The pair are now suing each other at Central London County Court over the property in Wandsworth, south-west London.
Mr Ashley is demanding that his mother either allows him to return home or sells the house and halves the profits with him.
Mrs
Ashley is arguing that she has the right to decide who lives in her
home and is seeking damages for alleged harassment by her estranged son.
Yesterday,
the court heard that the property had been the family home for nearly
four decades before the row. Mrs Ashley had been renting the property
but in 2001 she bought it jointly with her son for just £200,000.
Mrs
Ashley paid only £5,000, with her son, an electrician currently living
in Hastings, East Sussex, contributing £150,000 in cash and acting as
guarantor for a £45,000 mortgage in his mother’s name, the court heard.
A deed of trust was drawn up between them at the time of the purchase, stating that they each owned half of the house.
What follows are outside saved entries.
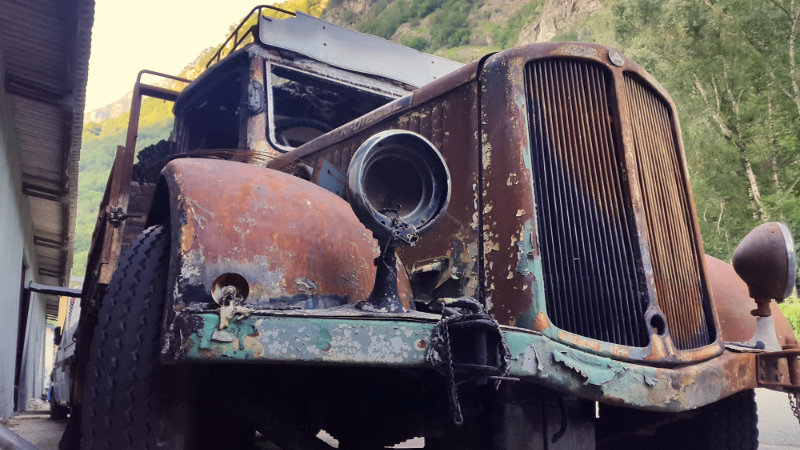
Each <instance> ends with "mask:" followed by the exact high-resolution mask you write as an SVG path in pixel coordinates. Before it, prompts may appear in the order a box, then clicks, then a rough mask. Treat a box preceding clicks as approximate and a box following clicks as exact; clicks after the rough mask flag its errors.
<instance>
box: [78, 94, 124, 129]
mask: <svg viewBox="0 0 800 450" xmlns="http://www.w3.org/2000/svg"><path fill="white" fill-rule="evenodd" d="M131 98H133V93H132V92H128V93H127V94H125V96H123V97H122V98H121V99H119V100H117V101H115V102H114V103H110V104H108V105H106V106H103V107H100V108H97V109H93V110H91V111H88V112H85V113H83V123H87V122H102V121H104V120H106V119H113V118H114V117H118V116H121V115H122V114H125V113H126V112H128V110H129V109H130V108H131Z"/></svg>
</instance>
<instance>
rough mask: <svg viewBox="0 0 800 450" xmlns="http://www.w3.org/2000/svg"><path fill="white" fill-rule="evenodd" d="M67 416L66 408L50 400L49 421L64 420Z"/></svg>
mask: <svg viewBox="0 0 800 450" xmlns="http://www.w3.org/2000/svg"><path fill="white" fill-rule="evenodd" d="M67 414H69V407H68V406H61V405H59V404H58V403H56V402H54V401H53V400H50V419H51V420H64V419H66V418H67Z"/></svg>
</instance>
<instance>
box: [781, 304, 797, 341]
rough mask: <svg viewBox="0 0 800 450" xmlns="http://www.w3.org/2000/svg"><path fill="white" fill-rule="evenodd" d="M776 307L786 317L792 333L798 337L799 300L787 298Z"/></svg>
mask: <svg viewBox="0 0 800 450" xmlns="http://www.w3.org/2000/svg"><path fill="white" fill-rule="evenodd" d="M778 307H779V308H780V309H781V311H782V312H783V315H784V316H786V319H787V320H788V321H789V323H790V324H791V325H792V328H793V329H794V333H795V334H796V335H800V298H797V297H789V298H787V299H786V300H785V301H784V302H783V303H781V304H780V305H778Z"/></svg>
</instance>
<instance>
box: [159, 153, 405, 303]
mask: <svg viewBox="0 0 800 450" xmlns="http://www.w3.org/2000/svg"><path fill="white" fill-rule="evenodd" d="M161 177H162V180H161V183H162V184H161V187H160V189H159V192H160V194H161V195H168V196H169V211H168V213H169V217H170V218H169V223H170V226H171V235H172V246H173V249H172V260H171V262H170V275H169V280H170V283H171V284H170V286H171V287H172V288H171V289H172V291H171V293H172V295H171V299H172V300H173V309H174V310H175V311H180V310H182V309H184V308H186V307H187V306H189V305H192V304H205V305H213V299H212V295H211V289H212V285H213V283H214V282H215V280H217V279H218V277H220V276H222V275H224V274H238V275H240V276H241V277H243V278H244V280H245V281H246V282H247V286H246V289H245V292H243V295H244V296H245V298H244V302H245V303H246V305H248V307H249V308H252V309H281V308H284V309H285V308H324V307H331V306H337V305H340V304H344V303H350V302H355V301H359V300H363V299H366V298H367V297H368V296H369V293H370V291H371V289H372V285H373V283H374V278H375V266H374V263H373V260H374V258H375V257H376V256H377V255H378V247H377V244H376V241H375V239H373V238H372V236H371V234H370V233H369V232H368V231H367V229H366V228H364V226H363V225H362V224H361V223H360V222H359V221H358V219H357V218H356V216H355V214H354V213H353V211H352V209H351V208H350V205H349V204H348V203H347V202H346V201H344V200H342V199H341V198H339V197H338V196H336V195H334V194H332V193H330V192H328V191H326V190H325V189H322V188H320V187H318V186H316V185H314V184H312V183H309V182H307V181H304V180H301V179H299V178H296V177H294V176H291V175H287V174H285V173H282V172H278V171H275V170H271V169H265V168H262V167H257V166H252V165H248V164H243V163H238V162H231V161H223V160H211V159H179V160H175V161H172V162H170V163H169V164H168V165H167V166H166V167H165V168H164V170H163V171H162V174H161ZM156 195H157V196H158V195H159V193H158V192H157V194H156ZM157 201H159V200H157ZM160 201H161V202H162V203H163V198H162V199H161V200H160ZM162 214H163V213H162ZM152 215H153V213H151V217H152ZM151 222H152V218H151ZM399 272H400V274H401V276H400V280H399V288H400V296H401V299H402V300H403V301H404V304H405V306H406V307H408V304H409V300H410V299H411V288H410V285H409V283H408V279H407V278H406V277H405V276H404V275H405V271H404V270H400V271H399Z"/></svg>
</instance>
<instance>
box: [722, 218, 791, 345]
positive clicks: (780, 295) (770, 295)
mask: <svg viewBox="0 0 800 450" xmlns="http://www.w3.org/2000/svg"><path fill="white" fill-rule="evenodd" d="M733 268H734V270H736V273H738V274H739V276H740V277H741V278H742V280H744V282H745V283H747V287H748V288H749V290H750V297H753V299H754V300H755V301H756V309H754V310H753V311H751V314H753V315H754V316H756V334H755V335H753V337H752V338H751V339H750V340H749V341H747V342H742V343H735V344H736V345H738V346H740V347H743V348H748V349H759V350H766V351H770V352H773V351H780V350H781V346H780V344H779V343H778V339H777V338H776V336H775V322H774V321H773V320H772V317H771V315H772V311H771V310H770V303H771V302H772V300H776V301H778V302H781V301H783V299H785V298H786V297H788V296H789V295H790V294H791V293H792V288H793V287H794V283H795V280H796V278H797V259H796V255H795V252H794V239H792V234H791V233H790V232H789V228H787V227H786V225H784V224H782V223H779V222H768V223H765V224H761V225H759V226H757V227H755V228H753V231H751V232H750V233H747V236H745V237H744V239H742V242H741V243H740V244H739V246H738V247H736V251H734V252H733Z"/></svg>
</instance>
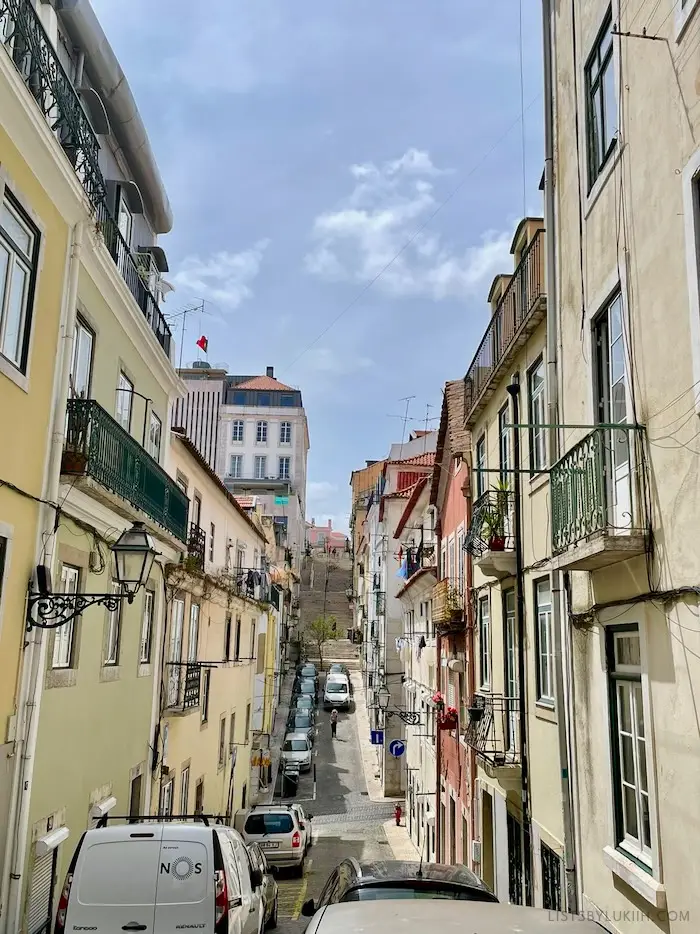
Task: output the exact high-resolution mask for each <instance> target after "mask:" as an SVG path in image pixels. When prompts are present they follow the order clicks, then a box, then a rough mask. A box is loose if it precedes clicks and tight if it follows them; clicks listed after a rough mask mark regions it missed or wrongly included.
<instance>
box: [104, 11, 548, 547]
mask: <svg viewBox="0 0 700 934" xmlns="http://www.w3.org/2000/svg"><path fill="white" fill-rule="evenodd" d="M92 4H93V7H94V9H95V11H96V13H97V15H98V17H99V18H100V21H101V23H102V26H103V28H104V30H105V33H106V34H107V37H108V38H109V41H110V43H111V44H112V46H113V48H114V50H115V52H116V54H117V57H118V58H119V61H120V63H121V65H122V68H123V69H124V72H125V73H126V76H127V79H128V81H129V84H130V86H131V89H132V92H133V94H134V96H135V98H136V101H137V104H138V106H139V110H140V111H141V115H142V117H143V120H144V123H145V124H146V127H147V130H148V133H149V137H150V141H151V145H152V148H153V151H154V153H155V156H156V160H157V162H158V166H159V169H160V172H161V175H162V177H163V180H164V183H165V187H166V190H167V192H168V196H169V199H170V202H171V205H172V208H173V214H174V219H175V220H174V226H173V230H172V232H171V233H170V234H168V235H166V236H165V237H163V238H161V239H160V243H161V245H162V246H163V247H164V248H165V250H166V253H167V256H168V262H169V266H170V273H169V274H168V275H167V277H166V278H168V280H169V281H170V282H171V283H172V284H173V285H174V286H175V291H174V292H173V293H171V294H170V295H169V296H168V299H167V302H166V304H165V306H164V308H163V310H164V312H166V314H168V313H169V314H172V315H177V314H178V312H180V311H181V310H182V309H184V308H187V307H191V306H192V304H194V303H195V302H196V301H197V300H199V299H203V300H204V301H205V305H204V308H205V313H204V314H203V315H201V316H200V315H190V316H189V317H188V318H187V325H186V331H185V335H184V341H182V344H183V360H184V361H190V360H193V359H196V357H197V353H198V352H197V348H196V346H195V341H196V339H197V338H198V337H199V336H200V335H201V334H205V335H206V336H207V338H208V339H209V348H208V349H209V353H208V360H209V361H210V362H211V363H225V364H226V365H227V367H228V370H229V372H230V373H246V374H254V373H264V372H265V367H267V366H274V368H275V376H277V377H278V378H279V379H280V380H282V381H283V382H285V383H288V384H290V385H292V386H295V387H299V388H300V389H301V390H302V395H303V400H304V406H305V409H306V414H307V418H308V421H309V434H310V440H311V450H310V452H309V480H308V488H307V498H308V509H307V514H308V515H307V517H308V518H309V519H310V518H312V517H313V518H315V519H316V522H317V523H319V522H325V521H327V519H328V518H330V519H332V522H333V526H334V528H339V529H342V530H346V529H347V527H348V519H349V512H350V488H349V479H350V472H351V471H352V470H353V469H356V468H359V467H362V466H364V462H365V460H366V459H378V458H382V457H384V456H385V455H386V454H387V452H388V450H389V446H390V444H391V443H392V442H396V441H401V440H402V436H403V433H404V431H405V432H406V434H407V433H408V432H409V431H411V430H414V429H416V428H424V427H425V426H426V418H427V419H428V422H427V425H428V427H429V428H437V426H438V424H439V415H440V405H441V398H442V388H443V386H444V384H445V382H446V381H447V380H452V379H459V378H461V377H463V376H464V374H465V372H466V370H467V368H468V366H469V363H470V362H471V359H472V357H473V355H474V352H475V350H476V348H477V346H478V344H479V341H480V340H481V337H482V335H483V332H484V329H485V327H486V325H487V324H488V318H489V308H488V304H487V301H486V296H487V294H488V290H489V286H490V284H491V281H492V279H493V277H494V275H496V273H499V272H507V271H509V270H511V271H512V257H511V256H510V254H509V249H510V242H511V239H512V235H513V233H514V231H515V227H516V225H517V222H518V220H519V219H520V218H521V217H522V216H523V214H524V213H528V214H534V215H536V216H541V214H542V210H543V206H542V198H541V193H540V192H539V191H538V185H539V180H540V176H541V174H542V169H543V143H542V111H543V101H542V94H541V82H542V67H541V12H540V9H539V4H538V3H536V2H534V0H497V2H494V0H490V2H483V0H468V2H464V0H429V2H428V0H352V2H350V0H324V2H321V0H200V2H199V3H198V4H196V5H193V4H192V2H191V0H148V3H147V6H148V12H147V14H145V12H144V2H143V0H92ZM195 11H196V13H197V15H196V16H194V15H193V13H194V12H195ZM521 37H522V41H521ZM521 52H522V69H521ZM521 75H522V81H521ZM523 113H524V120H522V119H521V114H523ZM523 150H524V158H523ZM181 322H182V317H175V318H173V321H172V326H173V331H174V335H175V338H176V340H178V342H179V341H180V339H181V336H182V335H181ZM409 397H410V398H409ZM407 399H408V400H409V401H408V403H407V401H406V400H407ZM407 405H408V421H407V422H405V421H404V416H405V413H406V410H407Z"/></svg>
Bargain: The terraced home in Wansdworth, south west London, cost just £200,000 in 2001
Joshua Swirsky, for Mr Ashley, said his client’s mother was being ‘unreasonable’.
‘The
trigger for the litigation was Mrs Ashley’s decision to change the
locks to the property when her son said he wanted to spend more time
there,’ he said.
‘The
purpose of the trust was to provide a home for Mr Ashley, as well as
Mrs Ashley, and he indeed occupied the property between 2001 and his
exclusion in 2012.’
Criticising
Mrs Ashley’s ‘unreasonable refusal to allow him to resume occupation’,
Mr Swirsky told the judge that, in the event that it is impossible for
Mr Ashley to return to the house, his client wants it sold and the
proceeds split.
‘If
it is impossible for him to live at the property, the purpose for which
the trust was created has come to an end and the court can make an
order for sale,’ he said.
‘This
is a situation where there is over £1million of equity in the property,
and each occupier would be entitled to at least £500,000 on sale.
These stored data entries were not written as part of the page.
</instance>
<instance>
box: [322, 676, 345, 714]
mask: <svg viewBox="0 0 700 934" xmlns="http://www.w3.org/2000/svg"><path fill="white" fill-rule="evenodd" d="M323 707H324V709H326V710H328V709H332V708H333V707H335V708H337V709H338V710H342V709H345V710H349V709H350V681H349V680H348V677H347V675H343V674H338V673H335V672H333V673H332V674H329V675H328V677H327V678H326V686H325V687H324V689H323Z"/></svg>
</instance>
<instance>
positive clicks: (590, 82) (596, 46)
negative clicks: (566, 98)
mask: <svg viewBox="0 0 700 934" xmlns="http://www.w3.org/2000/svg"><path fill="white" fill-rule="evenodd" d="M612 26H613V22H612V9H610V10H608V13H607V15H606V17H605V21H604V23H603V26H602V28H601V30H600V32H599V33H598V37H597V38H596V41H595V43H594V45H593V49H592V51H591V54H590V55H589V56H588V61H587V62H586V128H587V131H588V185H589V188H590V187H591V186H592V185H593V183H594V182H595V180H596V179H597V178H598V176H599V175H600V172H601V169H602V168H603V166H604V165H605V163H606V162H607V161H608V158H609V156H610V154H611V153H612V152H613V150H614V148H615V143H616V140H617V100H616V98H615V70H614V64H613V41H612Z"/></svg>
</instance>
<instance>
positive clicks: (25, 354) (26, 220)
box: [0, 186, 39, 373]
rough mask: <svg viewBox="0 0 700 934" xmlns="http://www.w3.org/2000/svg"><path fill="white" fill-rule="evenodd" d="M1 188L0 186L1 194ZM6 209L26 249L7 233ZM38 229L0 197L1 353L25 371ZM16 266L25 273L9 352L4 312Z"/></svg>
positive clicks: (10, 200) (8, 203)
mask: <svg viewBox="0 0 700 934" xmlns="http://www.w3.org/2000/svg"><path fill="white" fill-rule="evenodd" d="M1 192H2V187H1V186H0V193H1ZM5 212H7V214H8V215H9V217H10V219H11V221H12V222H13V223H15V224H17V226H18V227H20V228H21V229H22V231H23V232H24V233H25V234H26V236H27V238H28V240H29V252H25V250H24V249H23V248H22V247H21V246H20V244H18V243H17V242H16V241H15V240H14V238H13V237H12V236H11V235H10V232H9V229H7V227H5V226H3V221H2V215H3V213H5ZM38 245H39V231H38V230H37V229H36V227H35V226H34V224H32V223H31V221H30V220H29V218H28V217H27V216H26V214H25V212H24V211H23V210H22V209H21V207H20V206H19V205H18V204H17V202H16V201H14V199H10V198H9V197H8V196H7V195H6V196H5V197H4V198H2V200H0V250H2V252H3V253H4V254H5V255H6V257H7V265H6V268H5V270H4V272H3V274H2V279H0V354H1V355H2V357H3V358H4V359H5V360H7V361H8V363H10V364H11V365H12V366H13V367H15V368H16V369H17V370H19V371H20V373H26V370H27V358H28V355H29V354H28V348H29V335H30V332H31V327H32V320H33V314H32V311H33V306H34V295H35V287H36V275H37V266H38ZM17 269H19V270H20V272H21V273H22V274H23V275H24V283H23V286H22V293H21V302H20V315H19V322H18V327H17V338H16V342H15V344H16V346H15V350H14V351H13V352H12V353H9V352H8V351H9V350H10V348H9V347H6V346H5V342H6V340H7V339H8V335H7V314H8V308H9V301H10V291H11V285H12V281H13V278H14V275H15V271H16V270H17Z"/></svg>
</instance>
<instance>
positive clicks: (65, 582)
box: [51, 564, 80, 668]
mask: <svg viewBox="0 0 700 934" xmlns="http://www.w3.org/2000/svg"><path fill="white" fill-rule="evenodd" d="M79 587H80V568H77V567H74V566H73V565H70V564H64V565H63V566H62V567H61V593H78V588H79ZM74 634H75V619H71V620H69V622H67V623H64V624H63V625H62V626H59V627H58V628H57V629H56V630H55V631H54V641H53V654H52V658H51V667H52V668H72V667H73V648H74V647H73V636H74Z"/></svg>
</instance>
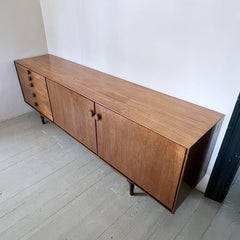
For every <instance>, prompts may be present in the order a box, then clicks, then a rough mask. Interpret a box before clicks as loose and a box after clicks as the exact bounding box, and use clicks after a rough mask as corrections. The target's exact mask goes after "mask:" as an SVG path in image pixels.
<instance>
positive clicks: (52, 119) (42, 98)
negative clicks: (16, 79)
mask: <svg viewBox="0 0 240 240" xmlns="http://www.w3.org/2000/svg"><path fill="white" fill-rule="evenodd" d="M16 68H17V71H18V75H19V80H20V83H21V87H22V91H23V95H24V100H25V101H26V102H27V103H29V104H30V105H31V106H32V107H34V108H35V109H36V110H37V111H39V112H40V113H42V114H43V115H44V116H46V117H47V118H48V119H50V120H51V121H52V120H53V117H52V112H51V108H50V103H49V98H48V92H47V87H46V82H45V78H44V77H43V76H41V75H39V74H37V73H35V72H32V71H30V72H28V71H29V70H28V69H27V68H25V67H23V66H20V65H18V64H16Z"/></svg>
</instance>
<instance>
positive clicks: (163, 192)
mask: <svg viewBox="0 0 240 240" xmlns="http://www.w3.org/2000/svg"><path fill="white" fill-rule="evenodd" d="M96 113H97V114H99V115H100V116H101V118H100V120H98V121H97V136H98V155H99V156H100V157H101V158H103V159H104V160H105V161H106V162H108V163H109V164H110V165H112V166H113V167H114V168H116V169H117V170H119V171H120V172H121V173H122V174H124V175H125V176H126V177H128V178H129V179H130V180H132V181H133V182H134V183H136V184H137V185H138V186H140V187H141V188H143V189H144V190H145V191H146V192H148V193H149V194H150V195H152V196H153V197H155V198H156V199H157V200H159V201H160V202H161V203H162V204H164V205H165V206H166V207H168V208H169V209H172V207H173V203H174V198H175V194H176V190H177V187H178V181H179V178H180V174H181V169H182V165H183V161H184V158H185V152H186V149H185V148H184V147H182V146H180V145H177V144H175V143H173V142H171V141H169V140H167V139H166V138H164V137H162V136H160V135H159V134H156V133H154V132H152V131H150V130H149V129H146V128H144V127H142V126H140V125H138V124H136V123H134V122H132V121H130V120H128V119H126V118H124V117H122V116H120V115H118V114H116V113H114V112H112V111H110V110H108V109H106V108H104V107H102V106H99V105H97V104H96Z"/></svg>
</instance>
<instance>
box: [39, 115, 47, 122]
mask: <svg viewBox="0 0 240 240" xmlns="http://www.w3.org/2000/svg"><path fill="white" fill-rule="evenodd" d="M40 117H41V121H42V124H46V123H47V122H46V121H45V118H44V117H43V116H42V115H40Z"/></svg>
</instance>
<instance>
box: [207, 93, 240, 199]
mask: <svg viewBox="0 0 240 240" xmlns="http://www.w3.org/2000/svg"><path fill="white" fill-rule="evenodd" d="M239 165H240V94H239V96H238V99H237V102H236V105H235V107H234V110H233V114H232V116H231V119H230V122H229V125H228V128H227V131H226V134H225V136H224V139H223V142H222V145H221V148H220V150H219V153H218V156H217V160H216V163H215V165H214V168H213V171H212V174H211V176H210V179H209V182H208V185H207V189H206V192H205V196H206V197H208V198H211V199H213V200H215V201H218V202H222V201H223V200H224V198H225V197H226V195H227V193H228V191H229V188H230V186H231V184H232V182H233V179H234V177H235V175H236V172H237V170H238V167H239Z"/></svg>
‘That should be enough to accommodate two people separately, even in London in 2014.’
The deed details the rights of occupancy and it is the interpretation of this that has led to the court case.
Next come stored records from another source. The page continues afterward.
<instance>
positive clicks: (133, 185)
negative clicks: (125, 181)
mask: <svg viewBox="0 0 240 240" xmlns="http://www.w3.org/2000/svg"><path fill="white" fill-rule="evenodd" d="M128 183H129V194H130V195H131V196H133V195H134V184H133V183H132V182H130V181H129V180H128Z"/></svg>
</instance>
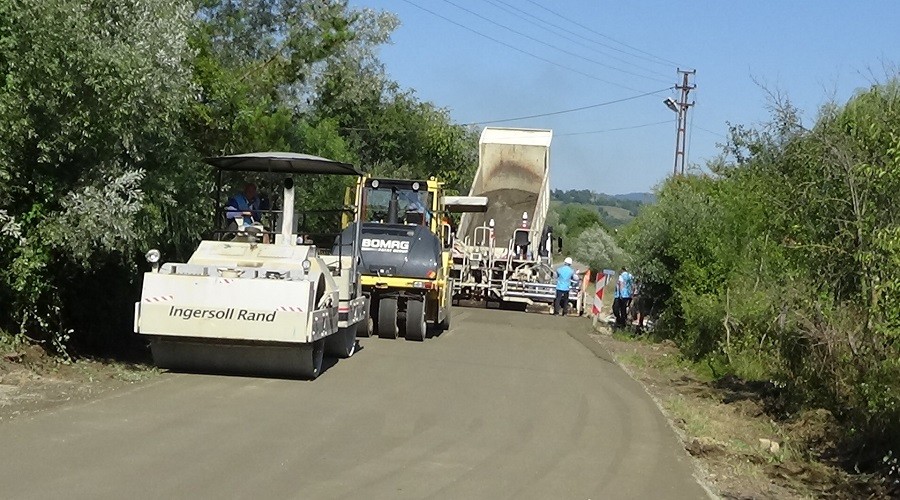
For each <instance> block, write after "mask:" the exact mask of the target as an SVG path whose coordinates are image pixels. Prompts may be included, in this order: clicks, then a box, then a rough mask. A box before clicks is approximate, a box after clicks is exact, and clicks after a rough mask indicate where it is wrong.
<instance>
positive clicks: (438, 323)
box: [438, 302, 453, 332]
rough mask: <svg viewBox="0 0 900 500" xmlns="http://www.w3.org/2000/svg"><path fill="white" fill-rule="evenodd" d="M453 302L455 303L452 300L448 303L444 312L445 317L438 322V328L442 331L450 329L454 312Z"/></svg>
mask: <svg viewBox="0 0 900 500" xmlns="http://www.w3.org/2000/svg"><path fill="white" fill-rule="evenodd" d="M452 304H453V303H452V302H449V303H447V308H446V311H445V313H444V319H443V320H441V322H440V323H438V328H439V329H440V330H441V331H442V332H446V331H447V330H449V329H450V316H451V315H452V313H453V305H452Z"/></svg>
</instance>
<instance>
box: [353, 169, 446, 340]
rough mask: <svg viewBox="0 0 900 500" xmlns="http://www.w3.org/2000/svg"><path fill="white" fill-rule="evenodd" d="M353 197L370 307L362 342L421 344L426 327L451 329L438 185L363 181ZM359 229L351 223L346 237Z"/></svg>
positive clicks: (424, 337)
mask: <svg viewBox="0 0 900 500" xmlns="http://www.w3.org/2000/svg"><path fill="white" fill-rule="evenodd" d="M349 196H351V195H350V194H348V201H349ZM352 196H354V197H355V201H356V203H358V204H359V206H360V207H361V217H360V219H361V220H362V224H361V229H359V231H360V257H361V259H360V263H359V264H360V272H361V273H362V288H363V293H365V295H366V296H367V297H368V298H369V301H370V309H369V321H368V323H367V326H366V327H365V328H362V329H360V335H362V336H368V335H371V334H373V333H375V334H377V335H378V336H379V337H382V338H391V339H395V338H397V337H398V335H399V334H400V333H401V331H402V333H403V335H404V337H405V338H406V339H407V340H413V341H423V340H425V339H426V337H427V333H428V326H429V324H430V325H431V326H432V327H433V328H436V329H442V330H445V329H448V328H450V312H451V302H452V297H451V294H452V290H453V285H452V282H451V280H450V272H449V271H450V249H451V241H452V240H451V239H450V230H449V225H448V224H447V223H446V219H445V218H444V216H443V214H444V213H445V206H444V196H443V184H442V183H441V182H439V181H437V180H435V179H428V180H403V179H384V178H369V177H365V178H362V179H360V180H359V182H358V183H357V186H356V189H355V191H354V192H353V193H352ZM357 230H358V225H357V224H348V225H347V228H346V229H345V232H346V234H347V237H348V238H349V235H350V234H351V233H353V232H355V231H357Z"/></svg>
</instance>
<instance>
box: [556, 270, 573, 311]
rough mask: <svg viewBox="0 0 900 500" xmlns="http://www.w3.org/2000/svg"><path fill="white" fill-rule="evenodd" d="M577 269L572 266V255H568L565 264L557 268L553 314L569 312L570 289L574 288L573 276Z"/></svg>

Mr Ashley said he helped to purchase the home so that his mother would have ‘somewhere safe to see out her days’.
But
Mr Swirsky said the deed of trust was also supposed to be an investment
that he would inherit after his mother’s death. Mrs Ashley claims that
the deed was intended to provide a home for the rest of her life just
for her. When her son said he’d like to ‘spend more time there’, the
pair began rowing.
By
December 2012, she had banished him from the home and changed the locks
after he allegedly allowed strangers to lodge in the house, the court
heard.
Battle: The county court hearing took place inside the Royal Courts of Justice (pictured) in central London
Mr
Swirsky, on claims that his client had harassed his mother, said: ‘The
allegations consist of a number of telephone calls, a single instance of
unspecified abuse in person, and a malicious call to the RSPCA.’
David
Hyde, for Mrs Ashley, said she was within her rights to prevent her son
living in the home. ‘There is evidence that Mr Ashley allowed strangers
into the house as lodgers,’ he said.
He also argued that Mr Ashley had no right to occupy the house under the trust deed.
Judge Diana Faber reserved her judgment following the three-day hearing and will give her decision at a later date.